PROJECT SUMMARY/ABSTRACT
The purpose of this F32 application is to support Dr. Kevin Murray, a promising first-year postdoctoral fellow
in the laboratory of Dr. Douglas Seals, to conduct original research and receive scientific training that will
prepare him to become an independent, extramurally funded investigator in the field of translational vascular
physiology aimed at identifying novel interventions for improving vascular function with aging and the
associated mechanisms of action. Dr. Murray will learn a variety of new technical, conceptual, and professional
skills, including focused training in translational cellular and molecular vascular physiology research, in addition
to training in conducting a clinical trial. His proposed research project will leverage his primary sponsor’s
ongoing NIH-funded R01-funded clinical trial that seeks to establish the efficacy of the mitochondria-targeted
antioxidant MitoQ for improving vascular endothelial function in older adults to determine (Aim 1) whether
changes in the circulating milieu following 3 months of chronic treatment with MitoQ improves endothelial cell
function by treating human aortic endothelial cells (HAECs) with plasma collected from subjects after MitoQ or
placebo treatment. He will also determine (Aim 2) if reductions in oxidized low-density lipoprotein (oxLDL)

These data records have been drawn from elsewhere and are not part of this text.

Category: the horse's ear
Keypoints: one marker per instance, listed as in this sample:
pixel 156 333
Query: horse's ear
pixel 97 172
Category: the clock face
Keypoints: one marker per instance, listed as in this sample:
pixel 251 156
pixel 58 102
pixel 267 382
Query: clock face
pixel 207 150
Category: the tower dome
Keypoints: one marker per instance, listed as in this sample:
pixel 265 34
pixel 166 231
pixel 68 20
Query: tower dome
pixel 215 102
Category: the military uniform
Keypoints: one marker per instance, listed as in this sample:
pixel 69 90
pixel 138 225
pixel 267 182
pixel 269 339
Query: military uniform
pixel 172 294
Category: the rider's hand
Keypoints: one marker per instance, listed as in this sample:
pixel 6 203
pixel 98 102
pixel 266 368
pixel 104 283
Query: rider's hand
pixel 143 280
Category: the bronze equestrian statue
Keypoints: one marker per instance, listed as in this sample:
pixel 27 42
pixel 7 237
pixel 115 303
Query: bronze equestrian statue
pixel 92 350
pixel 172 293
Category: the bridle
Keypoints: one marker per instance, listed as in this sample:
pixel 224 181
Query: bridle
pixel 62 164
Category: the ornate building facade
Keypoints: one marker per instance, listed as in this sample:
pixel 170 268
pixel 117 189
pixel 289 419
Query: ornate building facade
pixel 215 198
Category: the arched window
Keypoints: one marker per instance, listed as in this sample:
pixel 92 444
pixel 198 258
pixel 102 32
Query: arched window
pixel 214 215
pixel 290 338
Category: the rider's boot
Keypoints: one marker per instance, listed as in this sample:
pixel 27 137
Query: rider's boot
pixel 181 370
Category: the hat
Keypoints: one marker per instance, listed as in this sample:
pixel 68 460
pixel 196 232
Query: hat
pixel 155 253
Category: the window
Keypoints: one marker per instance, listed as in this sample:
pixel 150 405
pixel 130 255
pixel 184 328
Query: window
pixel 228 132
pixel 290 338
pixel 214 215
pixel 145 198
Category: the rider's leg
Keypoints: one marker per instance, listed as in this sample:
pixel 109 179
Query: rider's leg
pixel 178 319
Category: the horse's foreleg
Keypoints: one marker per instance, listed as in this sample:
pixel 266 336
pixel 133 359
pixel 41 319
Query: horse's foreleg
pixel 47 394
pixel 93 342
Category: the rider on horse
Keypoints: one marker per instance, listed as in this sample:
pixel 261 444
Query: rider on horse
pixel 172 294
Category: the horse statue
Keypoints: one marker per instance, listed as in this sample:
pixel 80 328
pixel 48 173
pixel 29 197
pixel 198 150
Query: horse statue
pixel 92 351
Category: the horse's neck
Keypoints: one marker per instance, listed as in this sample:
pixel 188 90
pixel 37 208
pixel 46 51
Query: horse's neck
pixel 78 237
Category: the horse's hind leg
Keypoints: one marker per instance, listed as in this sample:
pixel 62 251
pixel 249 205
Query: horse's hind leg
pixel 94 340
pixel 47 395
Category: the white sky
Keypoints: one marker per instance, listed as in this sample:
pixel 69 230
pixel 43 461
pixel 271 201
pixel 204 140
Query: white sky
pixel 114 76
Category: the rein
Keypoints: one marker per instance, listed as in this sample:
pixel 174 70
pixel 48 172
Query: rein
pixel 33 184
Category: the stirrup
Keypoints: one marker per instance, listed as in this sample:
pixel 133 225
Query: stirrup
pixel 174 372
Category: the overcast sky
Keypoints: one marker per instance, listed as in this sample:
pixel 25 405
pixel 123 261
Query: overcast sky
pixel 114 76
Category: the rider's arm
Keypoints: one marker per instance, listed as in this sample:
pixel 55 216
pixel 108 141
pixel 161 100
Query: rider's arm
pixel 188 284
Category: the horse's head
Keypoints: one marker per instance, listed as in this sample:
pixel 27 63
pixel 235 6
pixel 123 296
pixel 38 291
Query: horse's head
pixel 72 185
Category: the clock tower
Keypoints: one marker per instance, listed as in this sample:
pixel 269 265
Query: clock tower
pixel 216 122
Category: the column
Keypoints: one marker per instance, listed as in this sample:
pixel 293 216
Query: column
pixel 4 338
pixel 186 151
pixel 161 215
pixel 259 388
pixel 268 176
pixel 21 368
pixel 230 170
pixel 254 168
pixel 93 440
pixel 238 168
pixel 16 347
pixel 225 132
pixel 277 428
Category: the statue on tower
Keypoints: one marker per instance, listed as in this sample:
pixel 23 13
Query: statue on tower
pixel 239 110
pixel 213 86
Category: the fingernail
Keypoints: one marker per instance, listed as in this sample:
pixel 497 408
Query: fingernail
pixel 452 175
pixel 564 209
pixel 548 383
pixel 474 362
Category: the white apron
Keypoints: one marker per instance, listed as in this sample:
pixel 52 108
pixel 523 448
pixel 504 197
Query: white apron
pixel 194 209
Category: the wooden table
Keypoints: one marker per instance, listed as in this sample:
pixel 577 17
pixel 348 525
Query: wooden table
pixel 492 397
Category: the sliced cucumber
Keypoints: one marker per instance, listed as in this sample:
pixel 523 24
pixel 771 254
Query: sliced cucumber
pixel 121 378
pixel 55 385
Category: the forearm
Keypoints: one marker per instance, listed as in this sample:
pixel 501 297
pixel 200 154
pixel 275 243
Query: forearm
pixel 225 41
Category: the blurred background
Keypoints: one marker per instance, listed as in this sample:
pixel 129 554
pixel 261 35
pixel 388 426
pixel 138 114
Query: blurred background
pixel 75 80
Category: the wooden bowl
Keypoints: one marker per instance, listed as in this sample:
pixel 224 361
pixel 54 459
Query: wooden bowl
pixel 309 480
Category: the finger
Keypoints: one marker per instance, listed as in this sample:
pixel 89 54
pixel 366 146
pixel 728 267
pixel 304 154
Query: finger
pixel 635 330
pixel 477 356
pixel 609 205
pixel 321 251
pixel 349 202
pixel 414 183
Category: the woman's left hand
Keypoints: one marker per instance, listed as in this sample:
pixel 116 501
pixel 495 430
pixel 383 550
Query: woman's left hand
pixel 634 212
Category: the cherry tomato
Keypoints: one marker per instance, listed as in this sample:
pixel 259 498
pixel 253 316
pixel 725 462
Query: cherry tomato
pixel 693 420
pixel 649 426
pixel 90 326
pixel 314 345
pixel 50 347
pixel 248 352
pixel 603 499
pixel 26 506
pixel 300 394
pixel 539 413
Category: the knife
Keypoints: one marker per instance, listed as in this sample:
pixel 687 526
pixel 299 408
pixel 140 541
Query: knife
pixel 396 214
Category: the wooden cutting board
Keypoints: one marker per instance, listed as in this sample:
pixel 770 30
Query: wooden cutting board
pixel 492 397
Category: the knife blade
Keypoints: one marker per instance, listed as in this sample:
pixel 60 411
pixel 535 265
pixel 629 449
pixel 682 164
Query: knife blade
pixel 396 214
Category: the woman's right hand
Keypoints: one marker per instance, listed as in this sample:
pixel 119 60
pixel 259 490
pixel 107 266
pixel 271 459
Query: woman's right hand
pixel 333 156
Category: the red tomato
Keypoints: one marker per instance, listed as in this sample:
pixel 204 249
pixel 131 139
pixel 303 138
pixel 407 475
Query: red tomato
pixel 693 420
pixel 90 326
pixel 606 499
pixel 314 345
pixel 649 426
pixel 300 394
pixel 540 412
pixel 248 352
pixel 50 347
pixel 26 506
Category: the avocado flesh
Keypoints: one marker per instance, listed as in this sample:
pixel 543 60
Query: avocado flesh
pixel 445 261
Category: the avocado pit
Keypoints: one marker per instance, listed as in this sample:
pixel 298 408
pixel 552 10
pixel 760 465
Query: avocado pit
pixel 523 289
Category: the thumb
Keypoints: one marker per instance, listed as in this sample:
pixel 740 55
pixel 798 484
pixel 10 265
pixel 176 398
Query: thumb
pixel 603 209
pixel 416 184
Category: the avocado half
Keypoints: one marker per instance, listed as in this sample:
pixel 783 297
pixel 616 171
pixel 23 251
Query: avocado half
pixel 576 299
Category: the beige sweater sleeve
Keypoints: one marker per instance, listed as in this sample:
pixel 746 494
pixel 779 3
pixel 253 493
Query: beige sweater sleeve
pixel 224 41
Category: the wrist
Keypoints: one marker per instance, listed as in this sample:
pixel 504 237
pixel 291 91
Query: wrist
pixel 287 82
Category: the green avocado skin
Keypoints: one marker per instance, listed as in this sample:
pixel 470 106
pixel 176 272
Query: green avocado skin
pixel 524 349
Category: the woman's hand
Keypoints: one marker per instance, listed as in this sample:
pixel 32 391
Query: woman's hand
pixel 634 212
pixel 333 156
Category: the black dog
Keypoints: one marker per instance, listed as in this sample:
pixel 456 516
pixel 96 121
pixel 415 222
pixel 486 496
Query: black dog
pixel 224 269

following MitoQ treatment mediate improvements in endothelial cell function by ameliorating oxLDL-stimulated
mitochondrial fission. Lastly, he will also explore (Aim 3) the role of changes in extracellular vesicles (EVs) with
MitoQ treatment in mediating improvements in endothelial cell function and whether these potential changes
are associated with alterations to miRNA content of EVs. Age-related endothelial dysfunction is largely
mediated by reduced bioavailability of the vasoprotective molecule, nitric oxide (NO), as a result of excessive
production of reactive oxygen species (ROS). Dysfunctional mitochondria increase with age and are a major
source of excess ROS (mtROS) in the vasculature. MitoQ is a mitochondrial-targeted antioxidant and our
laboratory previously showed that 6-weeks of MitoQ supplementation in older adults improved NO-mediated
endothelium-dependent dilation. Preliminary data collected by Dr. Murray for this application suggest that
changes to the circulating milieu following MitoQ treatment increase NO bioavailability and decrease mtROS
bioactivity in HAECs ex vivo, extending the mechanisms of action by which MitoQ supplementation improves
endothelial function. Guided by these strong preliminary data, Dr. Murray will aim to establish changes to the
circulating milieu as a mechanism of action by which MitoQ treatment improves endothelial function by
leveraging plasma samples collected from subjects during his primary sponsor’s ongoing NIH-funded R01
clinical trial. The primary sponsor is an internationally recognized, NIH-funded scientist with a strong history of
successful mentoring in translational biomedical research. With his guidance, and that of his mentoring team,
Dr. Murray will be able to successfully complete the proposed research and training plan, preparing him to
succeed as an extramurally funded independent investigator in translational vascular physiology.